Under the international consensus on carbon reduction, the wave of electric vehicles has swept the world and has become the focus of attention from all walks of life. The global electric vehicle sales reached a new high of 3.24 million in 2020, with a growth rate of 43% compared with 2019, of which China (accounting for 41.3%) was the largest single market, Germany (12.3%), and the United States (10.1%) are the second and third largest markets. The indicator manufacturer leading the rise of electric vehicles - TESLA is currently the largest electric vehicle manufacturer with a market share (24.5%), and traditional car manufacturers have invested in electric vehicle development. Volkswagen and RNM Alliance's electric vehicle models have achieved good sales results, officially launching the electric vehicle market. Flourish. It is predicted that the proportion of electric vehicles will increase significantly from 2030, and it is estimated that it will reach 55% of the global car market by 2040, surpassing the proportion of traditional fuel vehicles, and officially ushering in the era of electric vehicles.
The world has formally formulated carbon emission standards. For example, the European Union's carbon emission standards need to be reduced by 15% in 2025 compared with 2021, and by 37.5% in 2030, prompting countries to set a schedule for banning the sale of fuel vehicles. Various advanced countries will fully convert to electric vehicles by 2050. Canada, New Zealand, Norway, and the United Kingdom have set up a Net-zero pledge by 2050, establishing the electric vehicle industry as the primary development goal of each country in the next 30 years.
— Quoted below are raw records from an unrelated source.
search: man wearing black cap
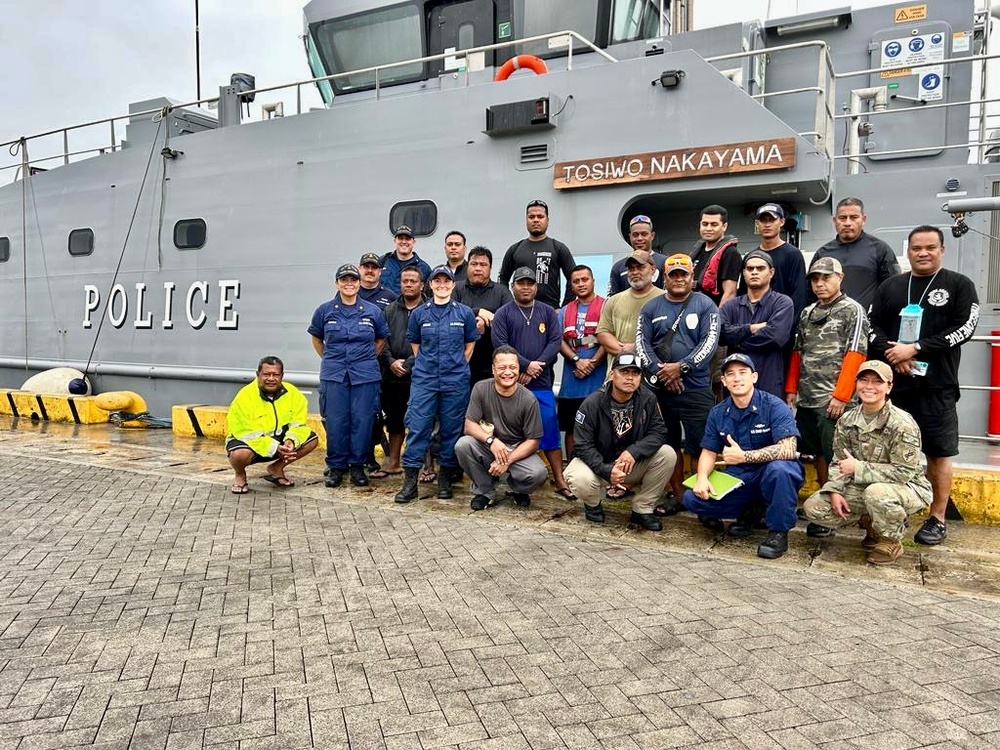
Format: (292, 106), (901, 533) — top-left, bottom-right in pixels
(719, 250), (795, 398)
(608, 214), (667, 297)
(684, 354), (804, 559)
(500, 199), (576, 309)
(757, 203), (808, 319)
(358, 253), (399, 312)
(382, 224), (431, 295)
(566, 354), (677, 531)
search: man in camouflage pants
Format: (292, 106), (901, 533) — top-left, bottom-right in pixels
(804, 360), (931, 565)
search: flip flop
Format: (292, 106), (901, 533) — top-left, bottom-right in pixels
(555, 487), (579, 500)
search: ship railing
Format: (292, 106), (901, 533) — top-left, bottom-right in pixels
(835, 48), (1000, 169)
(0, 29), (618, 184)
(705, 39), (836, 162)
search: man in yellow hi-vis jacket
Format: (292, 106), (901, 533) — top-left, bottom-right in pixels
(226, 357), (319, 495)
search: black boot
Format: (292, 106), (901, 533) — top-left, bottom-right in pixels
(438, 466), (455, 500)
(396, 466), (420, 503)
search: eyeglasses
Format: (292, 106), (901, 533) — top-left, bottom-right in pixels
(615, 354), (642, 370)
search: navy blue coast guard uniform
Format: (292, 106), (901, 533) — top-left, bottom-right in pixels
(403, 300), (479, 469)
(309, 294), (389, 471)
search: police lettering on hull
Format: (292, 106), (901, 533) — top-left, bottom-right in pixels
(83, 279), (241, 331)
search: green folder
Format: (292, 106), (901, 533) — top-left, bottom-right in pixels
(684, 470), (743, 500)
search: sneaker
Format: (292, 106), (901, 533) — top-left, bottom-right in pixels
(757, 531), (788, 560)
(913, 516), (948, 546)
(868, 537), (903, 565)
(858, 513), (882, 550)
(806, 521), (833, 539)
(469, 495), (490, 510)
(351, 465), (368, 487)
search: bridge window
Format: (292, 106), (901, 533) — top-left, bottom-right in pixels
(310, 4), (424, 94)
(69, 229), (94, 257)
(389, 201), (437, 237)
(611, 0), (660, 44)
(174, 219), (208, 250)
(515, 0), (600, 57)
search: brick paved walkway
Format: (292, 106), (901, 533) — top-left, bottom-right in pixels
(0, 452), (1000, 750)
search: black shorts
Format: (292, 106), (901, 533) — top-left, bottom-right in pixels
(556, 398), (584, 432)
(889, 389), (958, 458)
(382, 380), (410, 435)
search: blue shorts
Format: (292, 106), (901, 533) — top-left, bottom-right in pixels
(532, 390), (561, 451)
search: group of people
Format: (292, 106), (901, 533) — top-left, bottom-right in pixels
(227, 198), (978, 564)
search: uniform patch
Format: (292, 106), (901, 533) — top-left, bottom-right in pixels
(927, 289), (951, 307)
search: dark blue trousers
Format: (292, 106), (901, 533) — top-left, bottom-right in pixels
(319, 380), (382, 471)
(682, 460), (805, 531)
(402, 388), (469, 469)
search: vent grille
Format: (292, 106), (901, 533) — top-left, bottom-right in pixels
(986, 182), (1000, 305)
(521, 143), (549, 164)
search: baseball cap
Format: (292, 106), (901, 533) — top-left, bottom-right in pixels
(625, 250), (653, 266)
(743, 250), (774, 268)
(806, 258), (844, 276)
(337, 263), (361, 281)
(757, 203), (785, 219)
(510, 266), (538, 283)
(611, 353), (642, 371)
(663, 253), (694, 276)
(854, 359), (892, 383)
(427, 266), (455, 281)
(721, 354), (757, 372)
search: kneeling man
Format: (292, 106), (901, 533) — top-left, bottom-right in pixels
(684, 354), (805, 560)
(566, 354), (677, 531)
(804, 360), (932, 565)
(455, 344), (548, 510)
(226, 357), (319, 495)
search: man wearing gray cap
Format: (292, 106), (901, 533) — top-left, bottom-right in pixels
(719, 250), (795, 398)
(756, 203), (808, 319)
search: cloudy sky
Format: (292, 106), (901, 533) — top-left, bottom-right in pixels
(0, 0), (920, 173)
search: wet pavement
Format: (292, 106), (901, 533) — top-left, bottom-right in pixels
(0, 421), (1000, 750)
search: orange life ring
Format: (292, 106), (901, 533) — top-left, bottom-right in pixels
(493, 55), (549, 81)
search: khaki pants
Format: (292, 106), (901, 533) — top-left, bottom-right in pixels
(802, 482), (930, 542)
(563, 445), (677, 513)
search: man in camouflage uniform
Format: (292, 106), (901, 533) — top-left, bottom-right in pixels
(804, 360), (931, 565)
(785, 258), (868, 496)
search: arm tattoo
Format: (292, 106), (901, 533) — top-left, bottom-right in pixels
(746, 435), (795, 464)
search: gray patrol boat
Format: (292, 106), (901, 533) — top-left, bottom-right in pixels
(0, 0), (1000, 436)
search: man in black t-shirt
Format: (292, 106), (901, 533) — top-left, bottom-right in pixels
(455, 345), (548, 510)
(500, 199), (576, 310)
(868, 224), (979, 544)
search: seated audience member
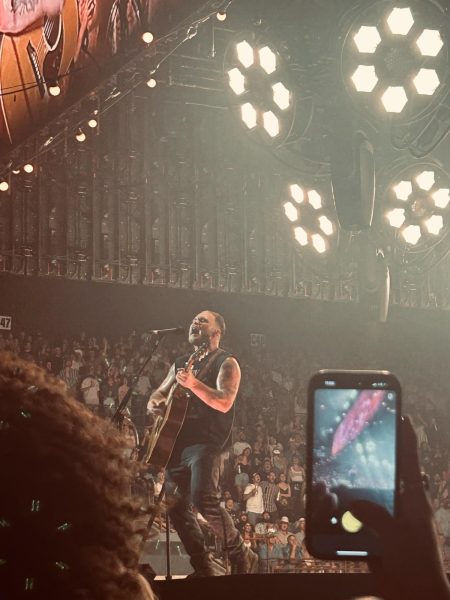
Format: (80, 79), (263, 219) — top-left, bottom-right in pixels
(261, 471), (279, 521)
(233, 428), (251, 456)
(234, 446), (252, 500)
(237, 512), (250, 533)
(255, 510), (275, 540)
(272, 443), (288, 477)
(243, 473), (264, 525)
(351, 418), (450, 600)
(224, 498), (238, 525)
(242, 523), (256, 552)
(294, 517), (306, 545)
(277, 516), (291, 546)
(277, 473), (292, 505)
(258, 531), (284, 573)
(282, 533), (303, 566)
(0, 353), (153, 600)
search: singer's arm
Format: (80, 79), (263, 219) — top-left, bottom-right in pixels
(176, 356), (241, 413)
(147, 364), (175, 411)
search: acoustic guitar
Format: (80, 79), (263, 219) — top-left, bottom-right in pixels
(142, 343), (208, 469)
(0, 0), (79, 144)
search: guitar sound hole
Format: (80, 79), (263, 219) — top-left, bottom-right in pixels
(43, 16), (61, 50)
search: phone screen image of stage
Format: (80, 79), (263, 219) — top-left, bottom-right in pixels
(312, 389), (397, 514)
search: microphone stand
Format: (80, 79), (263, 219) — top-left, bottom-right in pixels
(111, 331), (176, 580)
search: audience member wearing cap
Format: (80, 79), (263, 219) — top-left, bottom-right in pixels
(258, 531), (284, 573)
(243, 472), (264, 525)
(277, 515), (292, 546)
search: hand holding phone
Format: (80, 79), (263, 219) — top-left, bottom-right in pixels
(305, 371), (401, 559)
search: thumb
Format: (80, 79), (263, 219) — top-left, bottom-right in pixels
(350, 500), (394, 537)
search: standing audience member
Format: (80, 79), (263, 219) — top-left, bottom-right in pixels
(80, 366), (100, 413)
(351, 419), (450, 600)
(0, 353), (153, 600)
(261, 471), (279, 521)
(277, 516), (292, 546)
(58, 358), (79, 396)
(243, 473), (264, 526)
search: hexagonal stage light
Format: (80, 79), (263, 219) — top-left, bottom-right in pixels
(379, 165), (450, 248)
(225, 33), (295, 143)
(341, 0), (448, 121)
(283, 183), (338, 255)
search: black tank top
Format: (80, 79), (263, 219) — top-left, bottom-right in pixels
(175, 348), (235, 450)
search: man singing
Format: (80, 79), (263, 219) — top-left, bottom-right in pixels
(148, 310), (257, 577)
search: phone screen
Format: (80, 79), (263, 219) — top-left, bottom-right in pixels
(306, 375), (400, 558)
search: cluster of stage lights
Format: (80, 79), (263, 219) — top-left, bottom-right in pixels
(351, 7), (444, 113)
(283, 183), (337, 254)
(228, 40), (292, 138)
(385, 170), (450, 246)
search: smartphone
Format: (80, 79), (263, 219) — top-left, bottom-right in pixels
(305, 371), (401, 560)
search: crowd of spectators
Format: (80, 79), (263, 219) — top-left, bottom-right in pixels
(0, 331), (450, 572)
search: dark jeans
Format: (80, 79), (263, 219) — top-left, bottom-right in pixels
(166, 444), (243, 569)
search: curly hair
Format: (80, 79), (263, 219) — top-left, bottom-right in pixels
(0, 353), (152, 600)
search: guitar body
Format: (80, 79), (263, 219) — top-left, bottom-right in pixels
(146, 385), (189, 469)
(142, 344), (207, 469)
(0, 0), (78, 144)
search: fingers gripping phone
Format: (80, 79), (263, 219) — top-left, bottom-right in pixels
(305, 371), (401, 560)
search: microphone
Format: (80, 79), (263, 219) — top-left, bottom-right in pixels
(149, 327), (186, 335)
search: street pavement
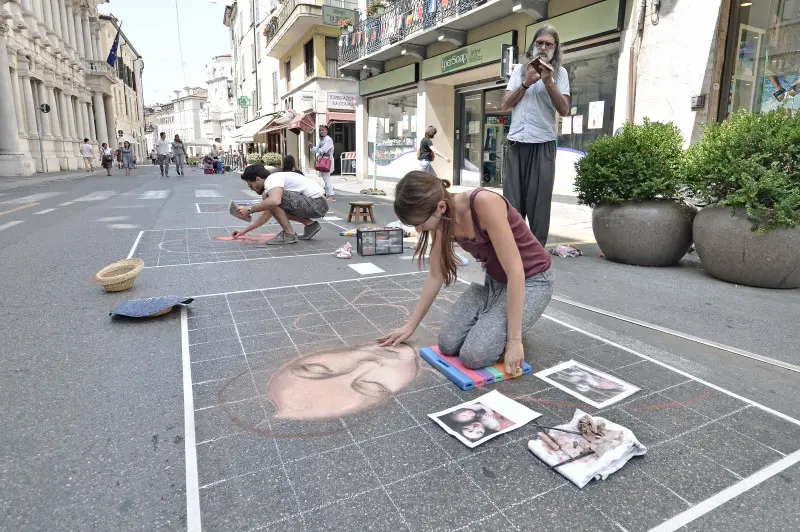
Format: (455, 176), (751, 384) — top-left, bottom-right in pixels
(0, 166), (800, 531)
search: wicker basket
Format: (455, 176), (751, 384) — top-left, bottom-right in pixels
(94, 259), (144, 292)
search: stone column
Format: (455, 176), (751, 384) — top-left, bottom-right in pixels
(92, 92), (108, 144)
(81, 9), (95, 60)
(36, 81), (53, 139)
(11, 62), (27, 137)
(20, 72), (39, 138)
(73, 11), (86, 58)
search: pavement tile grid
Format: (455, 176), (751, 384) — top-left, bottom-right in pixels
(188, 274), (800, 531)
(132, 224), (338, 268)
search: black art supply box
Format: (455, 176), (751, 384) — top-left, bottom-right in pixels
(356, 229), (403, 257)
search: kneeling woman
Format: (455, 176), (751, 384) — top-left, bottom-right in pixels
(378, 172), (553, 374)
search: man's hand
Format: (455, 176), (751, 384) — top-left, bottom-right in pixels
(503, 340), (525, 375)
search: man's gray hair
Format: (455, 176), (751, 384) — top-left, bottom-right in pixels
(525, 24), (561, 75)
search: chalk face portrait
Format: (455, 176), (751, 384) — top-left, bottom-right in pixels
(267, 343), (419, 420)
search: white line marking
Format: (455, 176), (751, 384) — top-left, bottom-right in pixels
(73, 190), (116, 201)
(126, 231), (144, 259)
(194, 189), (222, 198)
(543, 314), (800, 425)
(181, 306), (201, 532)
(0, 220), (22, 231)
(553, 295), (800, 373)
(650, 451), (800, 532)
(0, 192), (63, 204)
(95, 216), (130, 222)
(139, 190), (170, 199)
(348, 262), (386, 275)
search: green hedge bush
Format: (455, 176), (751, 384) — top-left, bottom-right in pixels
(686, 110), (800, 233)
(575, 119), (683, 207)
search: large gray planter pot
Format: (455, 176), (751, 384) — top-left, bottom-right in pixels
(694, 205), (800, 288)
(592, 200), (697, 266)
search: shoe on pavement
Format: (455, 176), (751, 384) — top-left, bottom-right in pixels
(297, 222), (322, 240)
(267, 231), (297, 246)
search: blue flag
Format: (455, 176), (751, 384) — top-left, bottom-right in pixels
(106, 29), (120, 67)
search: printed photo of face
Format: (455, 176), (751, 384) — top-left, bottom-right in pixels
(267, 344), (419, 420)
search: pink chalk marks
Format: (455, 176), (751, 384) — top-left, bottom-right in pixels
(216, 233), (275, 245)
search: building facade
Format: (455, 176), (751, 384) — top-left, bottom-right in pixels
(144, 87), (213, 157)
(98, 15), (147, 161)
(0, 0), (138, 176)
(338, 0), (800, 188)
(203, 54), (235, 152)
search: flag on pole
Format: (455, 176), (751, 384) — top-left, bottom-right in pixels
(106, 24), (121, 67)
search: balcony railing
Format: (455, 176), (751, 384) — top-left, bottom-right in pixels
(264, 0), (358, 45)
(339, 0), (487, 65)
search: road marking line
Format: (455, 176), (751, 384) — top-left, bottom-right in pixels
(194, 189), (222, 198)
(0, 220), (22, 231)
(125, 231), (144, 259)
(650, 451), (800, 532)
(180, 308), (201, 532)
(348, 262), (385, 275)
(0, 203), (39, 216)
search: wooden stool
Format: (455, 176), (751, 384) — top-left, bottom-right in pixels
(347, 201), (377, 225)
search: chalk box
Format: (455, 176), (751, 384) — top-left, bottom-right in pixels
(356, 229), (403, 257)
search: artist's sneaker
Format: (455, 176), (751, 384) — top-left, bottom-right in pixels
(297, 222), (322, 240)
(267, 231), (297, 246)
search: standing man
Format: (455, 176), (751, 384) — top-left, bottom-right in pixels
(155, 131), (169, 177)
(81, 139), (94, 172)
(503, 24), (570, 245)
(233, 164), (328, 246)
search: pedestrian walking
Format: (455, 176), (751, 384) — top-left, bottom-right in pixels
(308, 125), (336, 201)
(120, 140), (133, 176)
(378, 171), (553, 375)
(172, 135), (186, 175)
(233, 164), (328, 246)
(503, 24), (570, 245)
(417, 126), (450, 175)
(81, 139), (94, 172)
(100, 142), (114, 176)
(155, 132), (170, 177)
The Electric Vehicle Industry Affects the Development of Machine Tools:
The machine tool industry accounts for about 35%-40% of the application in the field of vehicles, and the development trend of electric vehicles will bring changes to the machine tool industry. The same thing as an electric vehicle and a fuel vehicle is that the architecture is composed of power, body, and chassis systems. The biggest difference between the two is the power system. Although the demand for engine and intake and exhaust-related components is gradually decreasing, the demand for the replaced three-electric system (motor, battery, and electronic control) has increased greatly, creating new development opportunities for machine tools.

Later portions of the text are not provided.